Unique piece of art relating to the 1916 Uprising as painted by IRA prisoners in Portlaois Prison .The names of the artist and comrades are clearly to be seen on the front and back of the painting, which appears to be painted on bed linen.
56cm x 42cm Portlaoise Co Laois
The following article gives some background to the cultural significance of Republican Art .
Aodh was born in the Gorbals district of Glasgow in 1950 to Dan and Madge Doherty from County Donegal. Like many young, rural Irish, they had to emigrate to find work.
In the parish of the Gorbals, they met and got married in the mid 1940s. Although living away, they always viewed Donegal as their home.
Aodh spent his youth commuting between the two parishes, returning ‘home’ to Donegal as often as possible. By the late 1960s, Aodh was living full-time in Ireland.
As fate would have it, Aodh’s life journey would see him serve 22 years in 16 English prisons and being moved 21 times, all for his belief in Irish republicanism. After his capture at the conclusion of the Balcombe Street Siege in December 1975, Aodh was held on remand for over a year, during which he was transferred to Wandsworth Prison, where he spent this time in solitary confinement. This meant him being confined to a prison cell for 23 hours, only being allowed out for one hour’s exercise per day.

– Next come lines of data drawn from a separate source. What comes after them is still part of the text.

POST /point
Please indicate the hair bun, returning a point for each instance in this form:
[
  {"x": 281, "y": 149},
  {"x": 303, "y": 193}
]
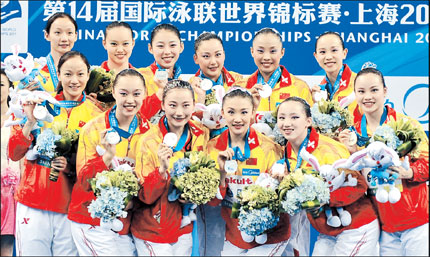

At their trial in the Old Bailey in 1977, Aodh and his comrades, as Irish republicans, refused to recognise the legitimacy of an English court, resulting in multiple life sentences being given to all four. Aodh was sentenced to 11 terms of life imprisonment, with a judicial recommendation he serve at least 30 years behind bars. He was then sent to Leicester’s maximum-security prison where he was held in the notorious Special Secure Unit for the highest risk ‘Category A’ prisoners. In 1980, on his eighth move, Aodh was transferred to the SSU in Parkhurst Prison on the Isle of Wight. It was during his stay here that Aodh first became interested in painting. He started by observing other prisoners during their art classes and with the inspiration of Peter Leath, a seascape artist resident on the Isle of Wight and who taught art classes to prisoners to supplement his income, Aodh began to discover his hidden talent.
Aodh will openly admit that without the encouragement of Peter Leath he may never have taken up art. Up until this point the only painting that he had been involved in was whitewashing local cottages and glossing window frames and doors.
By 1982, Aodh had started to produce paintings. His earliest works were landscapes and seascapes, reflecting scenes and childhood memories from around his home in Ireland.
During 1986 and part of 1987, Aodh was ‘ghosted’ among three prisons. ‘Ghosting’ (or Rule 43) meant that a prisoner could be moved to another prison without any prior notice. This sudden move usually occurred at night. Unfortunately, in these prisons he was unable to paint, due to the lack of facilities. It was only when he was transferred to Long Lartin Prison, in the latter part of 1987, that he was able to paint again. Here Aodh spent the best part of three years developing and enhancing his skill as an artist.
In 1990, Aodh was ‘ghosted’ again to Bristol Prison before being returned to Parkhurst Prison, where he was reunited with his original art tutor, Peter Leath. It was during this period that Peter encouraged Aodh to experiment with different styles, resulting in his use of the pallet knife and the start of his love for abstract painting.
A four-month transfer to Frankland Prison in 1991, where Aodh was able to paint was quickly followed by another transfer to Albany Prison where he was unable to paint. It was not until he was sent to Full Sutton Prison in 1993 that Aodh was again allowed to paint.
An unsuccessful escape attempt in 1996 resulted in Aodh being sent to solitary confinement in Durham Prison. After a few months there, he was again transferred, this time to Whitemoor Prison, where he produced the last of his paintings in an English prison. By this stage Aodh was concentrating more on his abstract work, often using bedsheets as his medium.
By 1998, the political landscape in Ireland had dramatically changed since the mid-1970s, when Aodh was captured. The repatriation of political prisoners in England to Ireland was high on the agenda. This resulted in Aodh and his comrades, spending the May holiday weekend in Belmarsh Prison before being sent to Portlaoise Prison, not far from Dublin.
Just a week after being transferred from England to Ireland, the four men who were involved in the Balcombe Street Siege were allowed out of prison for a single day to attend a special Sinn Féin conference called to consider the Good Friday Agreement. They joined other prisoners released for the day from jails on both sides of the border in successfully backing calls for the conference to accept the Good Friday Agreement, the basis for the Peace Process. Sinn Féin President Gerry Adams went on to describe the four, because of their long incarceration, as “Our Nelson Mandelas”.
It was under these terms that Aodh was later released from prison on 9th April 1999, ironically the 99th day of the year, to return to his native Donegal.